My thinkpad 500GB hard drive had been slowly failing (which I knew courtesy smartd, and , so I got an advanced replacement from Hitachi and copied the failing drive minus its two already failed sectors (courtesy of GNU dd_rescue).
While we're at it, I recommend that people run smartd with the following in their smartd.conf:|
DEVICESCAN -R 194 -R 231 -I 9 -W 5 -a -o on -S on -s (S/../.././02|L/../../6/03) -m root -M exec /usr/share/smartmontools/smartd-runner
and that you put this in your crontab for later analysis and figuring out what's being going on with your drives, even after the fact:
2 1 * * * root DIR=/var/log/smart; mkdir -p $DIR ; FILE=$DIR/`date '+\%F'`.log; for i in /dev/sd?; do echo $i; smartctl -a $i; echo; echo; done > $FILE
The harder part was figuring out which files were going to be partially lost due to those sectors. After racking my brain on how I could convert those sectors into filenames and getting nowhere, I realized that was a very simple way of finding out: just read all the files and log the errors.
A day or so later I had read the entire filesystem and narrowed it down to the two files that were damaged. Sometimes the low tech option is the best.
While I was doing that, I was trying some new tools and two new boot CDs I had built, something any self respecting system should carry: UBCD and/or UBCD4Win. UBCD4Win is basically a windows live CD you build from your windows install media, and UBCD has a lot of dos boot floppies (disk check, bios, rescue and more), and a nice version of parted magic, recovery linux live distro that runs from RAM.

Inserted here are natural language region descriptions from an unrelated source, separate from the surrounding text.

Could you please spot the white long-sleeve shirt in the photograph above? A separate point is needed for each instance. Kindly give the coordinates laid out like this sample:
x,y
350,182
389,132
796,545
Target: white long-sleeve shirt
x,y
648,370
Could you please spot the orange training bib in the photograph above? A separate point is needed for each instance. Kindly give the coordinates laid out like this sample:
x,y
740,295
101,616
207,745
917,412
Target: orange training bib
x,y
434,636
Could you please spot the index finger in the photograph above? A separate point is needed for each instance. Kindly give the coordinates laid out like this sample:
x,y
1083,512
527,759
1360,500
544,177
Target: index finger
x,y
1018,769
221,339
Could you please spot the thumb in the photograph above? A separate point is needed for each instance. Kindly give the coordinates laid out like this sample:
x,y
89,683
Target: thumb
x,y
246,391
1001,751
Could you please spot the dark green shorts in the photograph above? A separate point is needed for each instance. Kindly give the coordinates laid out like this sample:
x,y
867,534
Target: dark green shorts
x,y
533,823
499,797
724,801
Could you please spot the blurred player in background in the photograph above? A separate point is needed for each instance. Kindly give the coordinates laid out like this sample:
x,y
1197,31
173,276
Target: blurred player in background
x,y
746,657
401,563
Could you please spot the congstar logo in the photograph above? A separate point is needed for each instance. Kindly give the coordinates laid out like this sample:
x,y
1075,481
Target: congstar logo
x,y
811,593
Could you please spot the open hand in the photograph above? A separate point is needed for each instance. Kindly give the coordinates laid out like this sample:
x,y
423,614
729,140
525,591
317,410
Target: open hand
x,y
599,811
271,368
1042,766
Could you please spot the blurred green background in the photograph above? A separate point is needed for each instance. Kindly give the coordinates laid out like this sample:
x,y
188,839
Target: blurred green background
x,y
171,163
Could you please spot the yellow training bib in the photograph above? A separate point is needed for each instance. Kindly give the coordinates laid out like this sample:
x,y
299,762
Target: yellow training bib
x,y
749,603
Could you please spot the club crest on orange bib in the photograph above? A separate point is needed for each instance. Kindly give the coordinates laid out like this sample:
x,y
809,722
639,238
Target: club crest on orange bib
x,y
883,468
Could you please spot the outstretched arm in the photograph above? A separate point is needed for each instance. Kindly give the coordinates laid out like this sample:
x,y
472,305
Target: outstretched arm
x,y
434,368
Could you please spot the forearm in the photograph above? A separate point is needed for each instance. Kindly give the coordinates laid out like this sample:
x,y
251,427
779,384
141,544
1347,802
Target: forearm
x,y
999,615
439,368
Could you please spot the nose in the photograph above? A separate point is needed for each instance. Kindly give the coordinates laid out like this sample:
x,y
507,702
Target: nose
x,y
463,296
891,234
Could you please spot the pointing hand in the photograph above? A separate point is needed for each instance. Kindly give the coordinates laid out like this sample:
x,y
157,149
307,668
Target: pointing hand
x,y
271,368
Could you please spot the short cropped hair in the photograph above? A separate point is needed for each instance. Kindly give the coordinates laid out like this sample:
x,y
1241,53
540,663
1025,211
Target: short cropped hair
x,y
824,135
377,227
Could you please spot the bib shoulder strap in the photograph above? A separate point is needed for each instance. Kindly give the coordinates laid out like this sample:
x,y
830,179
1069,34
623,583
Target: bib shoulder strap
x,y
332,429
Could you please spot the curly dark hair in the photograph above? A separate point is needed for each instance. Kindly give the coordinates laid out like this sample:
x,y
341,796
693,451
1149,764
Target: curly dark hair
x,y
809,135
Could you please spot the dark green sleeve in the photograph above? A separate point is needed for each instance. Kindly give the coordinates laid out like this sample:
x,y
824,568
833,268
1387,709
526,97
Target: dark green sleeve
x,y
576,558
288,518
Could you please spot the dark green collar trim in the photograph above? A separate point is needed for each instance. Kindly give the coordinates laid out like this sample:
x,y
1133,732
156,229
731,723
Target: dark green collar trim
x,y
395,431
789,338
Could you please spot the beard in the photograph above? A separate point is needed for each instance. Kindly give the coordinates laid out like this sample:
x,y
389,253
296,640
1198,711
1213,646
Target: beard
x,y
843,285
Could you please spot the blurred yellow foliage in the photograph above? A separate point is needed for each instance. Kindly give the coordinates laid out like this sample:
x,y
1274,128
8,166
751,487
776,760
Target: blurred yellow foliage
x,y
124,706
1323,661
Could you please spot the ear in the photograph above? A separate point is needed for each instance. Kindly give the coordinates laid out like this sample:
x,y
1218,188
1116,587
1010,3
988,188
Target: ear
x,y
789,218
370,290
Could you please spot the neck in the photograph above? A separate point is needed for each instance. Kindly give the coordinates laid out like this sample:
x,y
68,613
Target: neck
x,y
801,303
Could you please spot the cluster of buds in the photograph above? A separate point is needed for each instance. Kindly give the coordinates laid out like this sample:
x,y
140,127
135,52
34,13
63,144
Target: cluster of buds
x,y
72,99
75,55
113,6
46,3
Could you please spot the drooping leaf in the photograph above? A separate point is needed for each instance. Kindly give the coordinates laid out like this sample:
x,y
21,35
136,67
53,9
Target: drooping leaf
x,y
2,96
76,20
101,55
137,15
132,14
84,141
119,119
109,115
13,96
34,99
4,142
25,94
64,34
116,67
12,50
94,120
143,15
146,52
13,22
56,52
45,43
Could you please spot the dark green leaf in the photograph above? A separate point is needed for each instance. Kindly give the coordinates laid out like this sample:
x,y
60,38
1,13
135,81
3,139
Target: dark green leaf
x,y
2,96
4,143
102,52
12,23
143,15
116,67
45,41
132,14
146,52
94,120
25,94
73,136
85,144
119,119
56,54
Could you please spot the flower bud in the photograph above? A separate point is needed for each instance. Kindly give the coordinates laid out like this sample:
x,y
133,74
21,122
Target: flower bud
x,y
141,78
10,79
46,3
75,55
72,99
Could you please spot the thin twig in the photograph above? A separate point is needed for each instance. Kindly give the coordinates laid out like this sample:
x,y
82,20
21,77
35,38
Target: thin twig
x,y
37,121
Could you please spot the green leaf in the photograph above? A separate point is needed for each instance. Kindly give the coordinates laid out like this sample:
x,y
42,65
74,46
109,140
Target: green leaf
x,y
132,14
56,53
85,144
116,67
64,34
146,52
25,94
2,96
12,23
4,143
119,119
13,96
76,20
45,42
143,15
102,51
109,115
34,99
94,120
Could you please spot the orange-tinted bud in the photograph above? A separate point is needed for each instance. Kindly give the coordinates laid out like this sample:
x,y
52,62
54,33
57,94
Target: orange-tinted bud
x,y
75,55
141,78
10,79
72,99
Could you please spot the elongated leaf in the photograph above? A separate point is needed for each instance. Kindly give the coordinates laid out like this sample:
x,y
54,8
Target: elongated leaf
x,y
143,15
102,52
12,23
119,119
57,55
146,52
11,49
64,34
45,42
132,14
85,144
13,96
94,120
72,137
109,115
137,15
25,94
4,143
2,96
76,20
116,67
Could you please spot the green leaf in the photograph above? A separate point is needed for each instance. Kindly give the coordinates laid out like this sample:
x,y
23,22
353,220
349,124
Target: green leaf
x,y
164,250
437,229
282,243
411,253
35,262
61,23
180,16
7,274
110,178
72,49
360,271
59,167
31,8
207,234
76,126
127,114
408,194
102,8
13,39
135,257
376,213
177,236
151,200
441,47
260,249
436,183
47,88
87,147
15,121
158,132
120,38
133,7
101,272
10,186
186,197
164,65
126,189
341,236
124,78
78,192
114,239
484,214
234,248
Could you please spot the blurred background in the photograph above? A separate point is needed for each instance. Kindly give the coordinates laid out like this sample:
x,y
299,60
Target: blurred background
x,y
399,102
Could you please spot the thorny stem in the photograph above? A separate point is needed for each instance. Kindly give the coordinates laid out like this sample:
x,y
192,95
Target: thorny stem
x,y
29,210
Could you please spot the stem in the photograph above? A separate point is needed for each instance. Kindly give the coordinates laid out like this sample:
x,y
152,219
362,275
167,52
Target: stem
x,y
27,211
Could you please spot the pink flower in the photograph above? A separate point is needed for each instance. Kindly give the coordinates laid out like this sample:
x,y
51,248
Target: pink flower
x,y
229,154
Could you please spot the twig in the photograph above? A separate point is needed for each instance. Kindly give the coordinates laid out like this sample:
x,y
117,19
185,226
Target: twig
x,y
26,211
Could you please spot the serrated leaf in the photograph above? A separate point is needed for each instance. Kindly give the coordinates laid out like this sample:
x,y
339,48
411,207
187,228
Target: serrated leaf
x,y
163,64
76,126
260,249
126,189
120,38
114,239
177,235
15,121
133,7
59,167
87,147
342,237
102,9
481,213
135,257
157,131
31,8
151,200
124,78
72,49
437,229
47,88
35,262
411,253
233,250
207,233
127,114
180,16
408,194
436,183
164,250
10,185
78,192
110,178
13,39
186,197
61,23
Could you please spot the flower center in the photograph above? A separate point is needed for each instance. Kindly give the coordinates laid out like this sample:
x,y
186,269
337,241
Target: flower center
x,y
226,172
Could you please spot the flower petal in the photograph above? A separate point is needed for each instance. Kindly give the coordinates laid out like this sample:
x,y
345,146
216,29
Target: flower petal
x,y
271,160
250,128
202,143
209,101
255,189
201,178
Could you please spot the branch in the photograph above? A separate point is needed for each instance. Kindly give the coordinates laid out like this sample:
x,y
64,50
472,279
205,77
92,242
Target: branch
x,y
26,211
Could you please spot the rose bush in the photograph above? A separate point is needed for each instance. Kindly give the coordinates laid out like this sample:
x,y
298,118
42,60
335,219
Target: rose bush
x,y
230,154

The only small downside is where gparted, at least on one occasion, has a small bug that kind of shredded an ext3 partition of mine, but it worked fine the rest of the time, even for resizing ntfs partitions.
The cool part was when I tried to rescue to the ext3 partition for practise (I had backups), and saw Ted Tso online in my gtalk friend list (I'm trying to remember when I added him, maybe when I helped him out with his G1 at a linux conference), and he nicely helped me out trying to fake out resize2fs and then debugfs but in the end, the filesystem was kind of mangled though.
Anyway, gnu ddrescue, ubcd and ubcd4win rule (and mine now contain extra tools, including image for linux and image for windows).